Bug 1245143 - [RHEV-H] Failed to deploy Hosted Engine on a storage domain as an additional host
Summary: [RHEV-H] Failed to deploy Hosted Engine on a storage domain as an additional ...
Status: CLOSED ERRATA
Alias: None
Product: Red Hat Enterprise Virtualization Manager
Classification: Red Hat
Component: ovirt-node-plugin-hosted-engine
Version: 3.5.4
Hardware: Unspecified
OS: Unspecified
urgent
high
Target Milestone: ovirt-3.6.0-rc
: 3.6.0
Assignee: Fabian Deutsch
QA Contact: cshao
URL:
Whiteboard:
Keywords: Reopened, ZStream
Depends On: 1246863 1249118 1259247 1260470 1267437 1271976 1280268
Blocks: 1059435 1250199 1250400
TreeView+ depends on / blocked
 
Reported: 2015-07-21 10:05 UTC by cshao
Modified: 2016-03-09 14:32 UTC (History)
18 users (show)

(edit)
Clone Of:
: 1250400 (view as bug list)
(edit)
Last Closed: 2016-03-09 14:32:54 UTC


Attachments (Terms of Use)
he-iscsi.tar.gz (5.22 MB, application/x-gzip)
2015-07-21 10:07 UTC, cshao
no flags Details
Layout of the RHEV-M page (23.28 KB, image/png)
2015-07-31 10:57 UTC, Fabian Deutsch
no flags Details
Layout of the Hosted Engine page (23.34 KB, image/png)
2015-07-31 10:58 UTC, Fabian Deutsch
no flags Details
he6.7-software-iscsi-failed (6.75 MB, application/x-gzip)
2015-08-03 08:48 UTC, cshao
no flags Details


External Trackers
Tracker ID Priority Status Summary Last Updated
Red Hat Product Errata RHBA-2016:0378 normal SHIPPED_LIVE ovirt-node bug fix and enhancement update for RHEV 3.6 2016-03-09 19:06:36 UTC
oVirt gerrit 44186 master ABANDONED login: Add get-hosted-engine-setup-answers Never
oVirt gerrit 44235 ovirt-3.5 MERGED page: Add additional host flow support Never
oVirt gerrit 44236 master MERGED page: Be more specififc about the Engine password Never
oVirt gerrit 44248 master ABANDONED page: Add additional host flow support Never
oVirt gerrit 44252 ovirt-3.5 MERGED page: Be more specififc about the Engine password Never

Comment 1 cshao 2015-07-21 10:07:57 UTC
Created attachment 1054273 [details]
he-iscsi.tar.gz

/var/log/*.*
sosreport

Comment 3 Fabian Deutsch 2015-07-28 09:54:55 UTC
Can this bug also be reproduced by running ovirt-hosted-engine-setup on a plain RHEL host?

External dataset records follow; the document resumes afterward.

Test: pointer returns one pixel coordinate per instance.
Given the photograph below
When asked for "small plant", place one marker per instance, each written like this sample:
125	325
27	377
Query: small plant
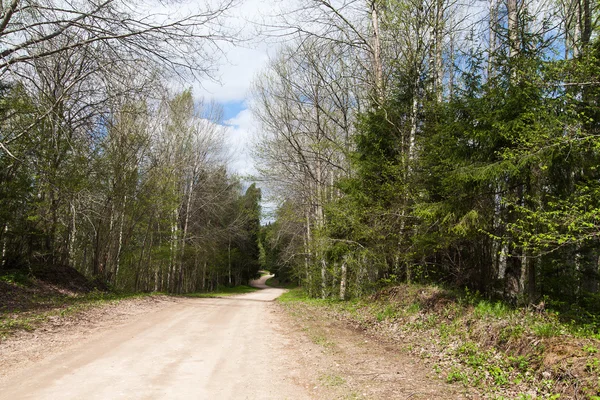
456	375
590	349
389	312
487	309
547	329
521	363
593	365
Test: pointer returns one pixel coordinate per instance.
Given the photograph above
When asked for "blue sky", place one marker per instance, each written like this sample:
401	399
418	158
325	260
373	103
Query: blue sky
232	108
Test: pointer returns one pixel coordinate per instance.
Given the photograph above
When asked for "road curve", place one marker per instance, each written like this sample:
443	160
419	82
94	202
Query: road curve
222	348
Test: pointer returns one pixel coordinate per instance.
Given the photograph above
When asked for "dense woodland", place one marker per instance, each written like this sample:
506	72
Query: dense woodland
436	141
105	169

Comment 4 Sandro Bonazzola 2015-07-28 10:00:08 UTC
I think you'have a configuration issue:

2015-07-21 08:56:32 DEBUG otopi.plugins.ovirt_hosted_engine_setup.vdsmd.cpu cpu._customization:137 Compatible CPU models are: [u'model_athlon', u'model_Opteron_G3', u'model_Opteron_G1', u'model_phenom', u'model_Opteron_G2']
2015-07-21 08:56:32 DEBUG otopi.plugins.otopi.dialog.human dialog.__logString:215 DIALOG:SEND                 The following CPU types are supported by this host:
2015-07-21 08:56:32 DEBUG otopi.plugins.otopi.dialog.human dialog.__logString:215 DIALOG:SEND                 	 - model_Opteron_G3: AMD Opteron G3
2015-07-21 08:56:32 DEBUG otopi.plugins.otopi.dialog.human dialog.__logString:215 DIALOG:SEND                 	 - model_Opteron_G2: AMD Opteron G2
2015-07-21 08:56:32 DEBUG otopi.plugins.otopi.dialog.human dialog.__logString:215 DIALOG:SEND                 	 - model_Opteron_G1: AMD Opteron G1
2015-07-21 08:56:32 DEBUG otopi.context context._executeMethod:152 method exception
Traceback (most recent call last):
  File "/usr/lib/python2.7/site-packages/otopi/context.py", line 142, in _executeMethod
  File "/usr/share/ovirt-hosted-engine-setup/plugins/ovirt-hosted-engine-setup/vdsmd/cpu.py", line 194, in _customization
RuntimeError: Invalid CPU type specified: None

You're failing because no CPU type has been specified in the answer file or the hardware is not compatible with the answer file provided by rhev-h.

Moving to node

Comment 5 Fabian Deutsch 2015-07-28 10:46:08 UTC
It doesn't look like we specify the CPU type, thus it is probably the answer to an interactive question:

[fabiand@tee ovirt-node-plugin-hosted-engine (ovirt-3.5)]$ git grep -i cpu
[fabiand@tee ovirt-node-plugin-hosted-engine (ovirt-3.5)]$ 


Chen, can you please provide the answer file, or tell us if you answered the CPU type question?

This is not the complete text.